Step-by-Step DLT Prefect Cloud Push Deployment in Google Cloud

Step-by-Step DLT Prefect Cloud Push Deployment in Google Cloud
  1. Create a new Cloud Push Worker in Google Cloud

    Read the tutorial on creating a Cloud Push Worker in Google Cloud in the Prefect Docs Docs. Ensure that you install Docker as well.

  2. Create a virtual environment for the project

     python3.10 -m venv vm_dlt_cloud_push
     cd vm_dlt_cloud_push
     source bin/activate
    
  3. Install Prefect inside the virtual environment

     pip install -U prefect
    
  4. Set Up the push worker with the name dlt-cloud-push

    First, you will be asked about your GCP Project that should be used.

    Second, you will be asked if you want to customize the resources.

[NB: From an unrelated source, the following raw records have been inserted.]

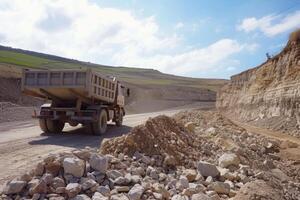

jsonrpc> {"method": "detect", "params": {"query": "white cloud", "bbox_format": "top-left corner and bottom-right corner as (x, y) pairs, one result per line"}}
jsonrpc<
(238, 10), (300, 36)
(0, 0), (254, 77)
(174, 22), (184, 29)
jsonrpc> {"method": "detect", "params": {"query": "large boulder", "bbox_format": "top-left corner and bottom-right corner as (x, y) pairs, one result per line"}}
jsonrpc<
(218, 153), (240, 168)
(90, 154), (108, 173)
(63, 157), (85, 177)
(197, 161), (220, 177)
(2, 180), (27, 194)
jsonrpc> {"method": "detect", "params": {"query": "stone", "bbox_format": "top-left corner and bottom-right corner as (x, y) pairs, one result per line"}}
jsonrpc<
(55, 187), (66, 194)
(183, 169), (197, 182)
(191, 193), (211, 200)
(210, 182), (230, 194)
(66, 183), (82, 198)
(41, 173), (53, 185)
(271, 168), (290, 182)
(73, 150), (92, 161)
(197, 161), (220, 177)
(163, 155), (177, 167)
(128, 184), (144, 200)
(115, 186), (130, 193)
(96, 185), (110, 196)
(218, 153), (240, 168)
(63, 157), (85, 177)
(2, 180), (27, 194)
(114, 176), (127, 185)
(152, 183), (170, 199)
(184, 122), (196, 132)
(110, 194), (129, 200)
(176, 176), (189, 191)
(34, 162), (45, 176)
(107, 170), (123, 180)
(171, 194), (189, 200)
(82, 178), (97, 190)
(263, 160), (275, 169)
(51, 177), (65, 189)
(29, 180), (47, 195)
(45, 159), (61, 176)
(71, 194), (91, 200)
(92, 192), (109, 200)
(141, 155), (151, 165)
(131, 175), (142, 184)
(90, 154), (108, 173)
(153, 192), (163, 199)
(20, 173), (32, 182)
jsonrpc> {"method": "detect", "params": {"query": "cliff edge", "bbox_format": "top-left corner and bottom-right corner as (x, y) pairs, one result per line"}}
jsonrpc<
(217, 29), (300, 137)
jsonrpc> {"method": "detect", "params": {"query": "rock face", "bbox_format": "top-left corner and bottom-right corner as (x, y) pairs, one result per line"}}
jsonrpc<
(217, 29), (300, 137)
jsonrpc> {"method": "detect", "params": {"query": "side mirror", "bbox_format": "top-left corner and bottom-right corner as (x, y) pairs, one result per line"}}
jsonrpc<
(127, 88), (130, 97)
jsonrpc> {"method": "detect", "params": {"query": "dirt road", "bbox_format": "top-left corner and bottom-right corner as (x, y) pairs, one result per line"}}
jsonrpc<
(0, 109), (185, 185)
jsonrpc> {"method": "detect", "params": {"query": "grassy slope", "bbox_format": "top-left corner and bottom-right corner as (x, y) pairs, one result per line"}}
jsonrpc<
(0, 48), (228, 92)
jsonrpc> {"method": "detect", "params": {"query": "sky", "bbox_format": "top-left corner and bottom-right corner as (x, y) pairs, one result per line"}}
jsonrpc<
(0, 0), (299, 79)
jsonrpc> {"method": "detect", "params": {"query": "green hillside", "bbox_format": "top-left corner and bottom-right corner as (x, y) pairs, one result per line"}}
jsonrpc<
(0, 47), (228, 92)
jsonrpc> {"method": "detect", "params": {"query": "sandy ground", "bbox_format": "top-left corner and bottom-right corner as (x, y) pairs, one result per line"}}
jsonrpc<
(0, 108), (194, 186)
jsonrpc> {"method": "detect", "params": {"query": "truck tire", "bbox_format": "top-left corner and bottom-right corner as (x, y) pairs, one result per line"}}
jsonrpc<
(46, 119), (65, 133)
(39, 119), (49, 133)
(92, 109), (107, 135)
(115, 109), (123, 127)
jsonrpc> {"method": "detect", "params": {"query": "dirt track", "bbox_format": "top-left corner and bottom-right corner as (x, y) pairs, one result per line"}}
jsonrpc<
(0, 109), (186, 186)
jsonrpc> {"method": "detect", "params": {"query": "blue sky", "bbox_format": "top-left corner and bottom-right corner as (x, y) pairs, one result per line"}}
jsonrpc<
(0, 0), (299, 79)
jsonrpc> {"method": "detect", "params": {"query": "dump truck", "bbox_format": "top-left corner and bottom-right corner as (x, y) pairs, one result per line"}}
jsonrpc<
(21, 69), (128, 135)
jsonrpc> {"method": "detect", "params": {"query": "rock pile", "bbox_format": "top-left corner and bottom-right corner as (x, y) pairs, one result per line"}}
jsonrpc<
(1, 112), (300, 199)
(100, 115), (221, 167)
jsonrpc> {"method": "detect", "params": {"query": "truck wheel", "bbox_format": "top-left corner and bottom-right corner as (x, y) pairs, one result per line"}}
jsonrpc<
(39, 119), (49, 133)
(115, 109), (123, 127)
(46, 120), (65, 133)
(92, 109), (107, 135)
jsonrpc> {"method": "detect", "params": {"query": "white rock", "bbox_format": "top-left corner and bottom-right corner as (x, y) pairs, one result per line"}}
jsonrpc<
(197, 161), (220, 178)
(218, 153), (240, 168)
(2, 180), (27, 194)
(128, 184), (144, 200)
(92, 192), (109, 200)
(90, 154), (108, 173)
(63, 157), (85, 177)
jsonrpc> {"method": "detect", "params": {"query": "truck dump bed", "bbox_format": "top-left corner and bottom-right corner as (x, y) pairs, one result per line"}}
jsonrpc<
(22, 69), (117, 103)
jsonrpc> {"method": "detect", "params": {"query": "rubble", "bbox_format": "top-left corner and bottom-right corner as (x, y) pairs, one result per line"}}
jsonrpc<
(1, 111), (299, 200)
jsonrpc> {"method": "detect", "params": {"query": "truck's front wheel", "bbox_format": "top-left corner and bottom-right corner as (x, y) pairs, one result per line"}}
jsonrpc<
(92, 109), (108, 135)
(46, 120), (65, 133)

In this tutorial I will use the default resource names.

     prefect work-pool create --type cloud-run:push --provision-infra dlt-cloud-push
    
  5. Install dlt inside the virtual environment

     pip install -U dlt
     pip install dlt[duckdb]
    
  6. Follow the installation guide for DuckDB

  7. Go to the root of your project folder and install the dlt pipeline for the project. I will use the chess pipeline with DuckDB as the destination. You can find a more detailed tutorial about the pipeline on the dlt Github page.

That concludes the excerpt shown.